[LAU] Switching the distro

Mark Knecht markknecht at gmail.com
Sun May 29 20:19:48 UTC 2011


On Sun, May 29, 2011 at 12:59 PM, Ralf Mardorf
<ralf.mardorf at alice-dsl.net> wrote:
<SNIP>
>
> Honestly, I just worry about prepackaged Linux, Suse, Ubuntu and others.
> While Linux audio and MIDI becomes better and better, ready to go
> 'desktop' Linux cause more and more pain. PulseAudio, no xorg.conf for
> default installs etc.. If need be I could live with a vesa driver, but I
> can't live without a working mouse wheel, as I've got for my two Ubuntu
> installs. Suse 11.2 is very old and the mouse wheel is working. I also
> don't like packages that run update-grub2, especially if it's done by
> three packages, one after the other etc., but this starts to begin
> OT ;).
>
> Time to get off-line and to install Debian ... I hope PPPoE won't force
> me to download 8 DVDs.
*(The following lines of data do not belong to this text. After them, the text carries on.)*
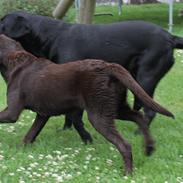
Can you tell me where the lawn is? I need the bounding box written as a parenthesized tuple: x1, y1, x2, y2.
(0, 2, 183, 183)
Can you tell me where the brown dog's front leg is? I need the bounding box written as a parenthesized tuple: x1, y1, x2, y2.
(23, 114, 49, 144)
(0, 107, 22, 123)
(0, 90, 23, 123)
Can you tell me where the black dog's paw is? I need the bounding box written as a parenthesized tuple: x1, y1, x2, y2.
(81, 132, 93, 145)
(62, 123, 73, 130)
(145, 144, 155, 156)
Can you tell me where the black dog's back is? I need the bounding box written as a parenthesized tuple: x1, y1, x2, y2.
(0, 11, 177, 133)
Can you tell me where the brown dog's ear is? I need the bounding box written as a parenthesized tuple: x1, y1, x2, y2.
(1, 15, 30, 38)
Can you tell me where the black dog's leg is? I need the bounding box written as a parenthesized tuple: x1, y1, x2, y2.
(117, 105, 155, 156)
(134, 51, 174, 128)
(63, 114, 73, 130)
(0, 91, 23, 123)
(23, 114, 49, 144)
(69, 110, 93, 144)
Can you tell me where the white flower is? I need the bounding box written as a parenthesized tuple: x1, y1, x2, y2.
(106, 159, 113, 166)
(77, 172, 81, 175)
(54, 150, 61, 155)
(65, 174, 72, 180)
(28, 155, 34, 159)
(52, 173, 59, 178)
(19, 167, 25, 171)
(46, 154, 53, 159)
(52, 161, 58, 166)
(110, 146, 115, 151)
(83, 165, 87, 169)
(9, 173, 15, 176)
(177, 177, 183, 183)
(74, 150, 79, 154)
(19, 180, 25, 183)
(27, 167, 32, 171)
(95, 166, 99, 170)
(85, 161, 89, 164)
(36, 173, 41, 177)
(28, 175, 33, 178)
(0, 155, 4, 160)
(30, 162, 38, 168)
(56, 176, 63, 182)
(86, 154, 92, 160)
(44, 172, 50, 176)
(124, 176, 128, 180)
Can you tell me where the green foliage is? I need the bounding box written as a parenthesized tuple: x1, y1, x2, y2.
(0, 0, 59, 17)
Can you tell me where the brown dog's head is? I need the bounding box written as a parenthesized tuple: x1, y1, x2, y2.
(0, 35, 24, 81)
(0, 34, 23, 60)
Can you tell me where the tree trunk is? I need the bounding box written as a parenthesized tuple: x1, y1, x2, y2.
(79, 0, 96, 24)
(52, 0, 74, 19)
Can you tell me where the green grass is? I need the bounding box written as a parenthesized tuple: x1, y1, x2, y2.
(67, 2, 183, 34)
(0, 2, 183, 183)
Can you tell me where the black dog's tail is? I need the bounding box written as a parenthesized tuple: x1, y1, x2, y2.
(107, 63, 174, 119)
(173, 35, 183, 49)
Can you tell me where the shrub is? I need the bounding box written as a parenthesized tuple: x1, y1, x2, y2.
(0, 0, 59, 18)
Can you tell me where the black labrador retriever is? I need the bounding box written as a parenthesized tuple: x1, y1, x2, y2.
(0, 11, 182, 142)
(0, 35, 174, 175)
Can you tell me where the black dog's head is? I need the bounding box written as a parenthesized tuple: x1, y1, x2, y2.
(0, 11, 31, 39)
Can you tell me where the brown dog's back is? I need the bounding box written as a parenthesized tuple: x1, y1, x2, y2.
(7, 55, 173, 119)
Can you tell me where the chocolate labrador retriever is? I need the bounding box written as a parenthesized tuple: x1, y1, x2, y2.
(0, 35, 174, 175)
(0, 11, 181, 138)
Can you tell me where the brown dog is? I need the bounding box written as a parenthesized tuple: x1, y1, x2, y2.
(0, 35, 174, 175)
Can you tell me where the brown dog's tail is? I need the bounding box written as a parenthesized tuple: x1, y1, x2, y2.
(108, 63, 174, 118)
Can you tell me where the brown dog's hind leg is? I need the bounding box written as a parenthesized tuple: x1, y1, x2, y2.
(87, 112, 133, 175)
(23, 114, 49, 144)
(118, 105, 155, 156)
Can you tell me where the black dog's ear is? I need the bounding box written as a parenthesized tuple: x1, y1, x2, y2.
(2, 15, 30, 38)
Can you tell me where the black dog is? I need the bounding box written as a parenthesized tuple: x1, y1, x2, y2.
(0, 35, 174, 175)
(0, 11, 182, 141)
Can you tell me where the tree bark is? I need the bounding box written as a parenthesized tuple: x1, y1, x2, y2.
(79, 0, 96, 24)
(52, 0, 74, 19)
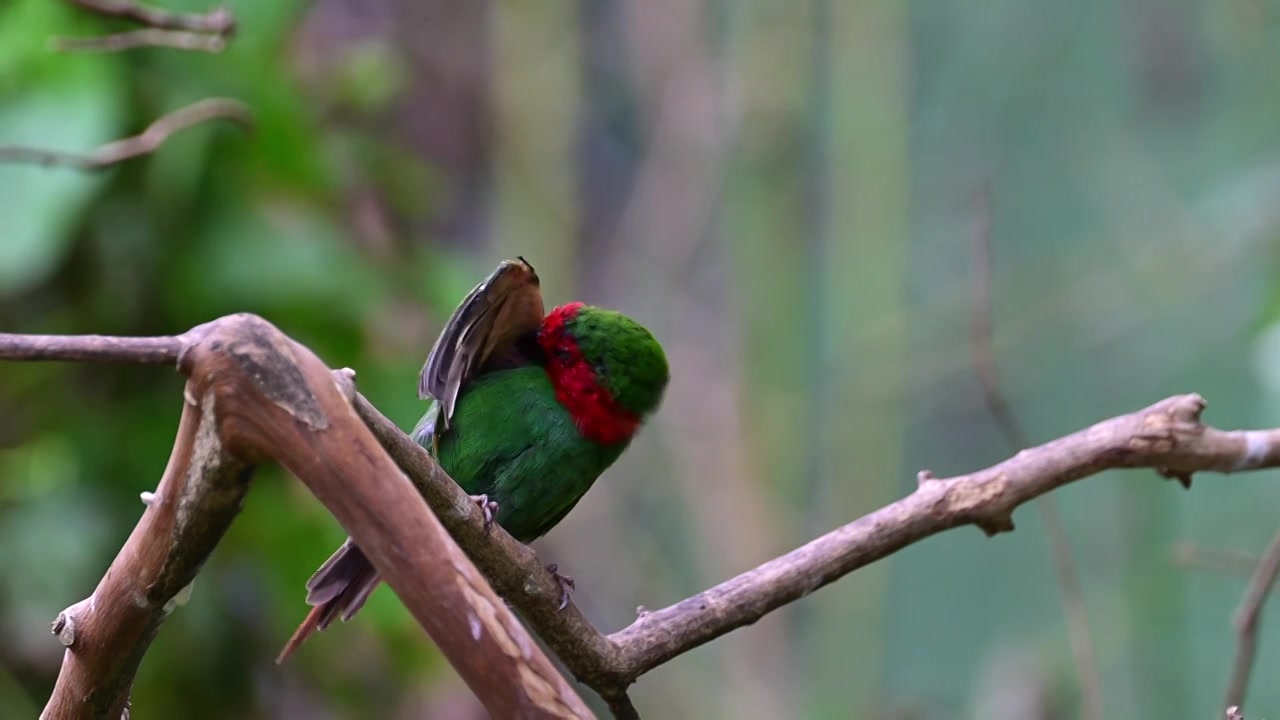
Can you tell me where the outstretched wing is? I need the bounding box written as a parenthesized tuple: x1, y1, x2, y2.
(418, 257, 545, 430)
I'll now try the net-install.
>
> Cheers!
>
> Ralf

I got interested a year ago about Ubuntu, tried it on an old Mac Mini
I had here, and within about 2 days just junked it. The idea that
maintenance is a sudo operation was really tiresome to me. It felt
like Microsoft getting in the way of Linux. Someone else deciding how
I should run my hardware.

I don't mention Gentoo anymore as I've been here for years using it
but I treasure this distro. Yeah, lots of code building which is slow
on older machines, possibly hard(er) to learn for folks new to Linux,
but GREAT documentation and for the most part very few real problems.
The idea of an X driver being removed is a standard problem, but
Gentoo supports you creating your own overlay which allows you to keep
what you need forever.

I understand Arch is like Gentoo, but more binary and friendlier. I
just couldn't get through the documentation a few years ago to really
get into trying it. Maybe it's better now.

Oh yeah, only 1 CD required for Gentoo. None actually if you have a
running Linux box and some disk space as you can install the whole
thing in a running chroot using any Linux environment like Fedora or a
live disc like Knoppix.

Have fun with whatever you try next and I hope it works for you.